Deny any from the Internet
It remains to see what we can expect from the Internet int3 . The access list is the same as before, but access is now possible from all addresses, and not just from previously known ones.
10 permit icmp any any (142814260 matches) 20 permit tcp any any established (29633491483 matches) 30 permit bgp host 198.51.100.1 host 198.51.100.2 (1727903 matches) 40 permit ip any 203.0.113.0 0.0.0.255 (23122741548 matches) 50 deny ip 10.0.0.0 0.255.255.255 any (447026 matches) 60 deny ip 172.16.0.0 0.15.255.255 any (121911 matches) 70 deny ip 192.168.0.0 0.0.255.255 any (191732 matches) 80 deny ip 169.254.0.0 0.0.255.255 any (1733 matches) 90 deny ip 127.0.0.0 0.255.255.255 any (3415 matches) 100 deny ip host 0.0.0.0 any (46 matches) 110 deny ip host 255.255.255.255 any (9 matches) 120 deny ip any any (1278 matches)
Immediately noteworthy is the greater variety of source addresses including 0.0.0.0 and 255.255.255.255. Otherwise, we have almost the same thing as with a peering partner.
1. Private address from publicly routed space to the public address of the provider:
denied udp 192.168.0.106(61104) -> 203.0.113.84(18636) denied tcp 10.0.3.49(54996) -> 203.0.113.243(21603) denied udp 10.240.77.25(38170) -> 203.0.113.106(25175) denied tcp 172.20.56.135(49995) -> 203.0.113.210(60623) denied tcp 10.60.33.69(49388) -> 203.0.113.206(54312)
2. Same as the first case, but as a source a public address from our network:
denied udp 203.0.113.18(56425) -> 203.0.113.21(6502)
3. Access to the router’s docking address, the same as in the case of a peering partner:
denied udp 116.10.191.170(6000) -> 198.51.100.2(22) denied udp 5.152.192.210(5135) -> 198.51.100.2(5060)
This time, SSH and SIP ports.
That's probably all.
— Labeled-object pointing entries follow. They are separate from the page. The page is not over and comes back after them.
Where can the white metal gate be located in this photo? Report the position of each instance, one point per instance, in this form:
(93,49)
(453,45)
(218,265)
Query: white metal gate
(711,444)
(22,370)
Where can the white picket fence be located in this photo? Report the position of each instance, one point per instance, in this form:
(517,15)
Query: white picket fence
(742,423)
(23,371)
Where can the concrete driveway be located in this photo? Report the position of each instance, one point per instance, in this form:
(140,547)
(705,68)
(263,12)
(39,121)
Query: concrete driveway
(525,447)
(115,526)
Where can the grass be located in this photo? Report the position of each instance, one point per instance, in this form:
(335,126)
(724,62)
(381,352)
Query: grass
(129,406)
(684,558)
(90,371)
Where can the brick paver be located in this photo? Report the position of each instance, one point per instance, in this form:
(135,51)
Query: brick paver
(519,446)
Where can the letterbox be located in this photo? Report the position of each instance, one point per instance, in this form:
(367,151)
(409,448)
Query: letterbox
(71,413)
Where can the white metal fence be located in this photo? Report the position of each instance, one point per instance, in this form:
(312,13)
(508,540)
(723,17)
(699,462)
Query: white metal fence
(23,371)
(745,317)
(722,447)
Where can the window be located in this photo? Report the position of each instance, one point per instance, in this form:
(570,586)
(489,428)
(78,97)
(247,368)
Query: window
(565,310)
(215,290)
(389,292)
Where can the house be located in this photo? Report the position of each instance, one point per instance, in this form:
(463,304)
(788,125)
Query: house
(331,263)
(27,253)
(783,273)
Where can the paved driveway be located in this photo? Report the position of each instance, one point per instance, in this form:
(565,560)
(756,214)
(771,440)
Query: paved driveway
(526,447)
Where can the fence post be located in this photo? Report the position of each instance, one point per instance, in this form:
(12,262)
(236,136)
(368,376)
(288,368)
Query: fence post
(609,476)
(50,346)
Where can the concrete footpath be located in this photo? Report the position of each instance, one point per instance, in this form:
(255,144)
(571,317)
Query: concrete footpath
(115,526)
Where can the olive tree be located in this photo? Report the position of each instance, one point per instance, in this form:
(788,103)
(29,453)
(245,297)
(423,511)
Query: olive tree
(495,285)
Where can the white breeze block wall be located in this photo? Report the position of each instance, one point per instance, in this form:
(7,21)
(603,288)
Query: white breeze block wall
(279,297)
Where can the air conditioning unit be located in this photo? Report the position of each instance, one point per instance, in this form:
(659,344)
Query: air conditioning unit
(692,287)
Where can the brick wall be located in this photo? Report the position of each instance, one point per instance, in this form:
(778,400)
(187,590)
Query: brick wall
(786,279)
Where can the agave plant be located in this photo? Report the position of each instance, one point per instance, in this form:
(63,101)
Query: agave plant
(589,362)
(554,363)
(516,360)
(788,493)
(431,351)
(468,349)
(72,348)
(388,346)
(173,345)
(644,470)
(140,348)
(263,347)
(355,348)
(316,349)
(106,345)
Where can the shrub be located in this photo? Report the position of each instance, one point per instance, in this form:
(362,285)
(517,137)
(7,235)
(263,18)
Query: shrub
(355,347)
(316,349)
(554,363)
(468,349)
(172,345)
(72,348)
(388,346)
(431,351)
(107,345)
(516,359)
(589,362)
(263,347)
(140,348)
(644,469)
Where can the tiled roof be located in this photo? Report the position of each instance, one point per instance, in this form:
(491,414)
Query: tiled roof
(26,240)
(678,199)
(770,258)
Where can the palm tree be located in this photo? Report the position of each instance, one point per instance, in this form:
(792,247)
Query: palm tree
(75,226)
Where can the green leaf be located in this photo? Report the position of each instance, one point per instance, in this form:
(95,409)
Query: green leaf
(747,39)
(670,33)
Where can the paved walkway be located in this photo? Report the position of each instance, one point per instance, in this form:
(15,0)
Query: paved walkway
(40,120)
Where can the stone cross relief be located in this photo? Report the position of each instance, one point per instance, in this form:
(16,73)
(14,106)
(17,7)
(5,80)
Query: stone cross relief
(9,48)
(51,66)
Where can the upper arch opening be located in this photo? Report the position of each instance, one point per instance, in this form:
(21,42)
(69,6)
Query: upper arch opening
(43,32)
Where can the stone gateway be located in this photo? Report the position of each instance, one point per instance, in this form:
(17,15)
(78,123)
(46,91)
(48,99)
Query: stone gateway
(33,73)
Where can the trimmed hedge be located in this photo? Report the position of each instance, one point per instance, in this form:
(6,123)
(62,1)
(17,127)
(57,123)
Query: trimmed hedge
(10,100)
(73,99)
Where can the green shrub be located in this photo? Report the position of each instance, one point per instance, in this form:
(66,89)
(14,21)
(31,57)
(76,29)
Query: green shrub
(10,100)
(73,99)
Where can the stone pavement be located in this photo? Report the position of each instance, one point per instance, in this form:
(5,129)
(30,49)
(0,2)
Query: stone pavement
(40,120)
The fundamental difference between working with external connections is the lack of attempts to access other than our addresses. All packets came where necessary, though not always from the addresses that would be appropriate in this situation. Also, in relative terms, much less nonsense flies from external networks than from its own subscribers. That is, the presence of an administrator on the network solves almost all problems.
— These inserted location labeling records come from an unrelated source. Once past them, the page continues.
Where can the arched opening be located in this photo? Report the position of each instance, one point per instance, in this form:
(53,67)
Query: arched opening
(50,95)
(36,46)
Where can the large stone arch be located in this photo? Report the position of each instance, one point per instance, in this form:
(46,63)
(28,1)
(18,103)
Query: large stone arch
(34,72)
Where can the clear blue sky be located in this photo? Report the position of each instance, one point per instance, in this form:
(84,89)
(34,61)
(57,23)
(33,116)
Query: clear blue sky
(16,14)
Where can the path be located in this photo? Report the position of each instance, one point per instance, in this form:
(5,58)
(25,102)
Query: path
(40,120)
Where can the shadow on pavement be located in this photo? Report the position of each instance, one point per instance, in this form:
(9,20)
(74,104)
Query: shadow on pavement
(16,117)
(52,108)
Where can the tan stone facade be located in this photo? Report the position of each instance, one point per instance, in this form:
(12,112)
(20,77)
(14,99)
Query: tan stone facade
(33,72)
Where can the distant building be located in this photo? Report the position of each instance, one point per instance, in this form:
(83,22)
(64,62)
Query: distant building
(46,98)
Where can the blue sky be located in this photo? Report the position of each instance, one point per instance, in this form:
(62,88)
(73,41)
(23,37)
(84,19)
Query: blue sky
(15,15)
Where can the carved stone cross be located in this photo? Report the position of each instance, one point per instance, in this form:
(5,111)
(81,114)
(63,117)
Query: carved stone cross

Of course, not being a network security specialist, I do not always understand what this or that line is prohibited, but it seems like nothing frankly malicious came across, as I said above, mostly configuration errors. In any case, be vigilant, defend yourself from external, and primarily from internal threats, so that we all can be calmer.